The libraries from cycloheximide-treated samples were more divers

The libraries from cycloheximide-treated samples were more diverse, and consisted of a variety of species that included A. cultriforme, Acanthamoeba, Sterkiella histriomuscorum, Spathidium stammeri, O. flexilis, V. costatus, S. stammeri and the fungal species Galactomyces geotrichum. In our experimental model system, the reduction of E. coli O157:H7 in nonsterile cow manure compost was significantly faster than that observed in a sterile sample (Fig. 1), strongly suggesting that the naturally present microbial communities played a major role in the decline of E. coli O157:H7 cell numbers. Our most significant finding in this study was

Selleck SP600125 that the addition of cycloheximide, which is a protein synthesis inhibitor in eukaryotes, significantly improved the survival of E. coli O157:H7 in compost at 25 °C. Previous research has

also observed an improvement in the survival of microorganisms such as Xanthomonas campestris and E. coli K-12 in soil amended with cycloheximide (Habte & Alexander, 1975; Johannes Sørensen et al., 1999); however, we are unaware of any previous studies suggesting that cycloheximide-sensitive microorganisms were capable of inhibiting E. coli O157:H7 in compost. While cycloheximide is a general inhibitor of eukaryotic populations, we feel that two pieces of data suggest that the protist populations, and not the fungal populations, have the most dramatic effect on E. coli O157:H7 reduction in our model system.
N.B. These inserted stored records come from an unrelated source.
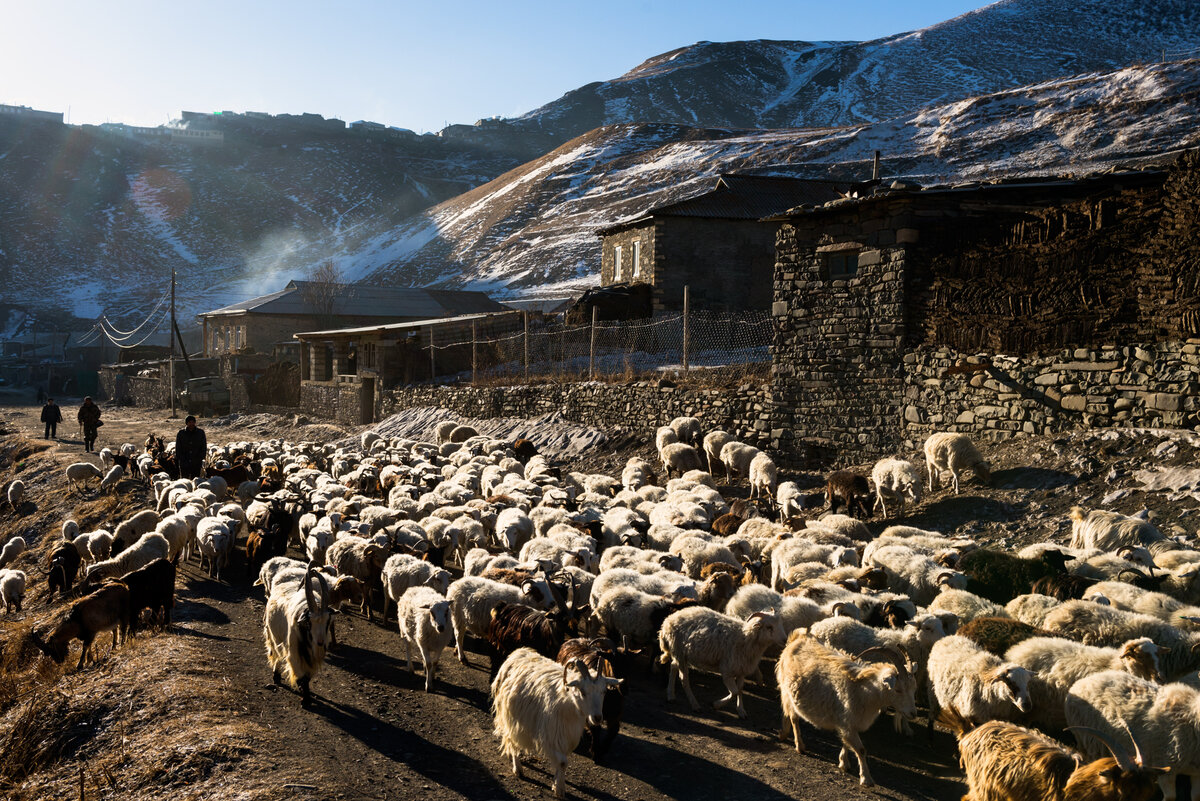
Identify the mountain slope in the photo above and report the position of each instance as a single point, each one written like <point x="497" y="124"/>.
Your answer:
<point x="533" y="229"/>
<point x="772" y="84"/>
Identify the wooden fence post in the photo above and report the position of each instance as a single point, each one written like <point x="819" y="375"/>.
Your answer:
<point x="685" y="331"/>
<point x="592" y="350"/>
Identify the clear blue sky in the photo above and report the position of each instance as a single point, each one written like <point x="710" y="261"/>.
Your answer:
<point x="415" y="65"/>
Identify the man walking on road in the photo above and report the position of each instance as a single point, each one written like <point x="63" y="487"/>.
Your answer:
<point x="191" y="447"/>
<point x="52" y="416"/>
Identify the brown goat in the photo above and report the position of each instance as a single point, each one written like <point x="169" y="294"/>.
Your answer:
<point x="1005" y="762"/>
<point x="106" y="609"/>
<point x="997" y="634"/>
<point x="851" y="489"/>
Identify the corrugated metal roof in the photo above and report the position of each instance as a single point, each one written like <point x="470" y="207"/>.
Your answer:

First, the DGGE patterns DNA Damage inhibitor do not show very remarkable differences in the complexity of the fungal populations at 25 °C (Fig. 3) between cycloheximide-treated and -untreated samples. Second, survival of E. coli O157:H7 improves in compost models that have a lower moisture content than the one used here (data not shown), and lower moisture is expected to promote the growth of fungal species over protists (Kouyeas, 1964; Bardgett & Griffiths, 1997). The survival in low

moisture was not improved by the addition of cycloheximide, suggesting that in dry environments, the protists play a less significant role in pathogen reduction (data not shown). As our system the likely has a much higher moisture content than that routinely present during commercial or on-farm composting, future work is needed to identify what moisture levels promote the protist-mediated decline of E. coli O157:H7 counts. Clone library sequence analysis revealed significant diversity within the cycloheximide-treated samples that initially seemed to contradict DGGE data (Fig. 3). We speculate that in the absence of cycloheximide, a limited number of E. coli O157:H7 antagonistic protist species dominate and that this correlates with the lower diversity observed. Cycloheximide treatment may have eliminated the dominant inhibitory species, but not the low-abundance species that cannot be visualized by DGGE. The coverage values (Table 1) suggest that all the species were not identified by this method and, therefore, other species inhibitory to E.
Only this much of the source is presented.